We need to find the total number of isomers (including stereoisomers) obtained on monochlorination of methylcyclohexane.

Methylcyclohexane has a cyclohexane ring with a methyl group at C1. The distinct hydrogen positions are:

- $$CH_3$$ group (methyl hydrogens): 3 equivalent H atoms

- C1 (tertiary hydrogen): 1 H atom

- C2 and C6 (equivalent by symmetry): each has 2 H atoms

- C3 and C5 (equivalent by symmetry): each has 2 H atoms

- C4: 2 H atoms

(i) Chlorination at the methyl group:

Replacing one H on $$CH_3$$ gives a $$CH_2Cl$$ group attached to the ring.

No chiral center is created. This gives 1 product.

(ii) Chlorination at C1 (tertiary position):

Cl replaces the tertiary H. C1 now bears $$CH_3$$, Cl, and two ring carbons. The molecule has a plane of symmetry through C1-C4, so no chirality.

This gives 1 product.

(iii) Chlorination at C2 (or C6):

This produces 1-methyl-2-chlorocyclohexane. Both C1 and C2 become stereocenters.
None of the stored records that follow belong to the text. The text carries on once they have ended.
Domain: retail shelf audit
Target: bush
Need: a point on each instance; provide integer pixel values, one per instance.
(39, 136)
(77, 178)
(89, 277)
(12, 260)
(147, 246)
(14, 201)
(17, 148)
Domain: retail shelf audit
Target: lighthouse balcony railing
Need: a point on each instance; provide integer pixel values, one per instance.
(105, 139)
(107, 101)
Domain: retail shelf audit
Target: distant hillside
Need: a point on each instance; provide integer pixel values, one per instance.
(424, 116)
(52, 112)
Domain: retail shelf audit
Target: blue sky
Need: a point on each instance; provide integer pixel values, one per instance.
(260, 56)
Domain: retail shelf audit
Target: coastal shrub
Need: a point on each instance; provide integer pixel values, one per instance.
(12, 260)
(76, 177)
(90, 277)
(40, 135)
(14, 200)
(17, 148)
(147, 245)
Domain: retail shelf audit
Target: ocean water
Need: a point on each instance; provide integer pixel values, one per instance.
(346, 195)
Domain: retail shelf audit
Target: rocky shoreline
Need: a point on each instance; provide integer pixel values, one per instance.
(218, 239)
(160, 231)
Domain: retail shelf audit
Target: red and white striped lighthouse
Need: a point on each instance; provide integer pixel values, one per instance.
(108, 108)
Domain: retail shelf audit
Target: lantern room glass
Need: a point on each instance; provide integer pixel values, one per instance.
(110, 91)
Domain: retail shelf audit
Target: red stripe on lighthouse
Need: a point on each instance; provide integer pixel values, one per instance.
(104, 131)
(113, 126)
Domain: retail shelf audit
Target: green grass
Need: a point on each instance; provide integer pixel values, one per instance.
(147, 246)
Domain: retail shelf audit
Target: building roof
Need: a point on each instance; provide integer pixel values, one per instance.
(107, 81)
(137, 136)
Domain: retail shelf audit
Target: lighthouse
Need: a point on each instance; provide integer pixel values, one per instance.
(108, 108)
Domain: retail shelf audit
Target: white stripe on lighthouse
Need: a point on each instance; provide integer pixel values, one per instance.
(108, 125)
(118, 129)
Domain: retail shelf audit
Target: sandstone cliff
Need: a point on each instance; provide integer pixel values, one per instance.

- cis-1-methyl-2-chlorocyclohexane: The two substituents are on the same side of the ring. C1 and C2 are both chiral centers with no internal plane of symmetry, giving a pair of enantiomers = 2 stereoisomers.

- trans-1-methyl-2-chlorocyclohexane: The two substituents are on opposite sides. Again, C1 and C2 are chiral centers giving a pair of enantiomers = 2 stereoisomers.

Subtotal from C2/C6 position: 4 stereoisomers.

(iv) Chlorination at C3 (or C5):

This produces 1-methyl-3-chlorocyclohexane. Both C1 and C3 are stereocenters.

- cis-1-methyl-3-chlorocyclohexane: Enantiomeric pair = 2 stereoisomers.

- trans-1-methyl-3-chlorocyclohexane: Enantiomeric pair = 2 stereoisomers.

Subtotal from C3/C5 position: 4 stereoisomers.

(v) Chlorination at C4:

This produces 1-methyl-4-chlorocyclohexane. The molecule has a plane of symmetry through C1 and C4.

- cis-1-methyl-4-chlorocyclohexane: Has a plane of symmetry, so it is achiral = 1 stereoisomer.

- trans-1-methyl-4-chlorocyclohexane: Also has a plane of symmetry, so it is achiral = 1 stereoisomer.

Subtotal from C4 position: 2 stereoisomers.

Therefore, the total number of isomers (including stereoisomers) is $$\boxed{12}$$.